As can be seen from the illustration in FIG. 3, each spinning position 1.1 to 1.3, in this case the spinning position 1.1, has a spinning device 2. The Spinneneinrich device 2 comprises a spinning beam 2.2, which carries several spinnerets 2.1 on its underside. The spinning nozzles 2.1 are coupled to a spinning pump 2.3, which is preferably designed as a multiple pump and is connected to each of the spinning nozzles 2.1. The spinning pump 2.3 is connected to an extruder or another melt source (not shown here) via a melt inlet 2.4. A cooling shaft 2.5 connects below the spinning beam 2.2, which is connected to a blow chamber 2.6 by gas-permeable migration. The cooling shaft 2.5 is cylindrical and is arranged concentrically to the spinneret 2.1. For example, the filaments extruded through the spinneret 2.1 can be cooled into the cooling shaft 2.5 by means of a conditioned air provided from the blowing chamber 2.6.

A collecting thread guide 3, which combines a large number of filaments to form a thread, is arranged below the cooling shaft 2.5. In this game Ausführungsbei the spider device 2 generates a total of four threads per spinning position. The number of threads produced per spinning position is exemplary. Such spinning devices can produce up to 32 threads per spinning position at the same time.

The threads generated within a spinning position are drawn off from the spinning device 2 as a thread sheet 7 by a godet device 5. The threads of the thread sheet 7 run through a preparation device 4 in order to produce wetting on the threads. In this exemplary embodiment, the godet device 5 is designed by two driven godets 5.1. A swirling device 5.2 is arranged between the godets 5.1 in order to swirl the threads of the thread sheet 7 separately.

The threads of the thread sheet 7 are wound up to form bobbins at the end of the process. For this purpose, a winding device 6 is provided which has one winding point 6.4 for each thread of the thread sheet 7. The total of four winding points 6.4 extend along a winding spindle 6.1 which is cantilevered on a winding turret 6.2. The winding turret 6.2 carries two winding spindles 6.1, which are alternately guided into a winding area and a changing area. Each winding point 6.4 is assigned one of several deflecting rolls 6.6, which are arranged immediately downstream of the godet device 5, for dividing and separating the thread sheet 7. For winding and laying the threads to form bobbins, each of the winding points 6.4 has a Chan gating unit 6.3. The traversing unit 6.3 cooperates with a pressure roller 6.5, which is arranged parallel to the winding spindles 6.1 and is rotatably mounted on a machine frame. During the winding of the threads into bobbins, the pressure roller 6.5 rests on the surface of the bobbins 23. In FIGS. 1 and 3, the spinning positions 1.1 to 1.3 are in their normal operation, in which in each spinning position 1.1 to 1.3 a thread sheet 7 consisting of several threads is extruded, drawn off and continuously wound into bobbins 23.

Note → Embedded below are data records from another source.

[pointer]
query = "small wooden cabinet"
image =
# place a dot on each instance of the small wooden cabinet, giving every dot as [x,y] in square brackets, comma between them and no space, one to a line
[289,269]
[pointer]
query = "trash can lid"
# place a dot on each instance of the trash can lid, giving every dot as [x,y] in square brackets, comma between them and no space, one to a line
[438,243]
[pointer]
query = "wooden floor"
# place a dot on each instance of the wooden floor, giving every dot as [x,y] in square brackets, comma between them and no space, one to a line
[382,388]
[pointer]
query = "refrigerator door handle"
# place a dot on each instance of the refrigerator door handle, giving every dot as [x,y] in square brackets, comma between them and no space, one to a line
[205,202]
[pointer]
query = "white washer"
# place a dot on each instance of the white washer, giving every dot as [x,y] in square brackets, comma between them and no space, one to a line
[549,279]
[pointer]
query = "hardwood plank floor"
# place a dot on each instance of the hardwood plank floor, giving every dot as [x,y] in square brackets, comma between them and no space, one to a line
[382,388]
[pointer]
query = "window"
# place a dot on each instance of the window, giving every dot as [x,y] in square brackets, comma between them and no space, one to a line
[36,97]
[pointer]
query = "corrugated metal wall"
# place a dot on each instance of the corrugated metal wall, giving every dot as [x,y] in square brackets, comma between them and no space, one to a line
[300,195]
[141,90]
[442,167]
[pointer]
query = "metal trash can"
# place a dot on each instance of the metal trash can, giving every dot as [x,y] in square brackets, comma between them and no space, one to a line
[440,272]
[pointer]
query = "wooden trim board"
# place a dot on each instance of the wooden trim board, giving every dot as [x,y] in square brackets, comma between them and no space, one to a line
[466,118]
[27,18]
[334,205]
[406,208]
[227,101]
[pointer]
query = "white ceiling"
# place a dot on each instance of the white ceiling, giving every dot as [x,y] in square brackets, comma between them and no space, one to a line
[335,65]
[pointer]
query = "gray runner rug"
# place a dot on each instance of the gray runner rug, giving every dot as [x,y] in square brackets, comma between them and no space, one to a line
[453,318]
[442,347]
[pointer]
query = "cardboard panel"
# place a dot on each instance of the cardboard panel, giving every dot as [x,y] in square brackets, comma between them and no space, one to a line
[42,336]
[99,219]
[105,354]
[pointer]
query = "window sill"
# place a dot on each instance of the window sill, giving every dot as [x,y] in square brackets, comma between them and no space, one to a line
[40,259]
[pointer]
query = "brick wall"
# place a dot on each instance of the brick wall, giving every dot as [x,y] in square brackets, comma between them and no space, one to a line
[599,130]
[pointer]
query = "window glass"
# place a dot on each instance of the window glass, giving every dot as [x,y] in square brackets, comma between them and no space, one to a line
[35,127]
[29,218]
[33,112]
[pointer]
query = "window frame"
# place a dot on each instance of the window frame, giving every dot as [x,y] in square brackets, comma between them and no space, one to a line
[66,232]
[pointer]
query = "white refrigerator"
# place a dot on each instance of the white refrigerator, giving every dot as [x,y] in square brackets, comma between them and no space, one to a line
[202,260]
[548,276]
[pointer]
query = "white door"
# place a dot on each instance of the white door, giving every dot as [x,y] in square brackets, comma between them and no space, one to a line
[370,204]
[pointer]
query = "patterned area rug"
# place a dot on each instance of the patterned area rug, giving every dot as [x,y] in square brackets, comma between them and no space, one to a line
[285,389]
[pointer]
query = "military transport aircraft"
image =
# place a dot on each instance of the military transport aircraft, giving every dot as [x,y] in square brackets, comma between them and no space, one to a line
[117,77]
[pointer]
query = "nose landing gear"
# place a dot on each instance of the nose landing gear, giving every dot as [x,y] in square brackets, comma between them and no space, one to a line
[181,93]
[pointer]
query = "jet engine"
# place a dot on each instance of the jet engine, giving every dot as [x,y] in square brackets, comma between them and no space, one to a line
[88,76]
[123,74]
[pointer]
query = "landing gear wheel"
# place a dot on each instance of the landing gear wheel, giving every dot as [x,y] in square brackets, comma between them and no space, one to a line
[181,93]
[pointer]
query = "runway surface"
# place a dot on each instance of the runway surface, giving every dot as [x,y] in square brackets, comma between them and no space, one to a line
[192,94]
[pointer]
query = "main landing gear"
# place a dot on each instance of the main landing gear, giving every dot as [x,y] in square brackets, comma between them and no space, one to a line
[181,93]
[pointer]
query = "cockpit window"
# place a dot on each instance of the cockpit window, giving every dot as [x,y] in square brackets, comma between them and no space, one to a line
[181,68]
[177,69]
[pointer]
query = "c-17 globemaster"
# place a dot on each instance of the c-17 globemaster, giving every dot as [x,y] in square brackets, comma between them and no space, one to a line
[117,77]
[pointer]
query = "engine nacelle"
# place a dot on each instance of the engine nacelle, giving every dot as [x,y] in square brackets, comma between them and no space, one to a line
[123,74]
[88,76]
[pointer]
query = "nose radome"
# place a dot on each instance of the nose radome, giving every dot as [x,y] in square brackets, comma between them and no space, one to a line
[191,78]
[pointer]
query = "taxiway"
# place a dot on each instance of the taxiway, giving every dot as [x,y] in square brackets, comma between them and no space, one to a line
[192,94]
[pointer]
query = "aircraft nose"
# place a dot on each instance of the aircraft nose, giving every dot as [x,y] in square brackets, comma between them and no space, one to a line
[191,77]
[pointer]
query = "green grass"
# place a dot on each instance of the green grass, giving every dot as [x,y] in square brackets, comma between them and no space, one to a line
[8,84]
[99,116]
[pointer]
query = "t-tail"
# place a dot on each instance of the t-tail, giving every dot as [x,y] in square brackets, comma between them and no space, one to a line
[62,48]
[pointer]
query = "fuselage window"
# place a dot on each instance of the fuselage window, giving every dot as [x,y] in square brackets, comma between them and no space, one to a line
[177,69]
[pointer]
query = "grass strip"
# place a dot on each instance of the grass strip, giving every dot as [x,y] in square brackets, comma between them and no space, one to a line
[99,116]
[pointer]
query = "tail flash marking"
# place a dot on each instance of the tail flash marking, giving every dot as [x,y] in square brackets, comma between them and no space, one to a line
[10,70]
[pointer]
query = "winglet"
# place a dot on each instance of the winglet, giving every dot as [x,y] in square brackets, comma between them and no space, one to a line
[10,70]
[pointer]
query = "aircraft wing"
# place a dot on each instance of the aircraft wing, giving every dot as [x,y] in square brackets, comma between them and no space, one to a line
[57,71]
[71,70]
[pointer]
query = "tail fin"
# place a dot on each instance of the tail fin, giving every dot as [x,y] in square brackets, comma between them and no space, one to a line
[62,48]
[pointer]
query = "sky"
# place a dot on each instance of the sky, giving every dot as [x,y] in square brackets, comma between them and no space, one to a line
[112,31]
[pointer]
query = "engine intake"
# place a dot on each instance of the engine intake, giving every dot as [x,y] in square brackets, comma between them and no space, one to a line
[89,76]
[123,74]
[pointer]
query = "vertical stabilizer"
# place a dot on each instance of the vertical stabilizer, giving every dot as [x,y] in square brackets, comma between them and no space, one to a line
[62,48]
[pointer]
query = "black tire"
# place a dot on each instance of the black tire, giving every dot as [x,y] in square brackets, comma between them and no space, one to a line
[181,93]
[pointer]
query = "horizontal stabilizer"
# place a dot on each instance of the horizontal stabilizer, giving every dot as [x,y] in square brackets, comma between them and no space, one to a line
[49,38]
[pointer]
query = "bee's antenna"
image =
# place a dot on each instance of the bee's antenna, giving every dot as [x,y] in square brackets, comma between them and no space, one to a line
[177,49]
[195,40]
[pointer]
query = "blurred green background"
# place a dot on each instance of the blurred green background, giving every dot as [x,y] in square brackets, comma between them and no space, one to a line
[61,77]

In order to be able to operate the spinning positions 1.1 to 1.3 when the process is started or when the process is interrupted, an operating machine 8 is assigned to the spinning positions 1.1 to 1.3. In Figures 1 and 3, the automatic service machine 8 is shown in a War teposition. The automatic service machine 8 is guided in a guide device 17 parallel to a longitudinal side of the machine. The guide device 17 is designed in this embodiment as a suspension track 17.1, which in this embodiment has two guide rails 17.2, for example. The guide rails 17.2 extend above a service passage parallel to the machine longitudinal side of the spinning positions 1.1 to 1.3. The operating machine 8 has a drive device 8.1 with which the operating machine is moved along the guide rail 17.2. For this purpose, the drive device 8.1 has a controllable drive motor 8.2. The drive motor 8.2 is coupled to a machine control 21. The machine control 21 is connected to a machine control 22 (as shown in FIG. 1).

In this exemplary embodiment, the operating machine 8 has a feeder robot 8.4 and a supply unit 8.3, which are held on an underside of the drive device 8.1. The supply unit 8.3 contains a yarn waste container 9. The yarn waste container 9 has an adjustable waste flap 9.1 on an underside, which can be opened to empty the yarn waste container 9.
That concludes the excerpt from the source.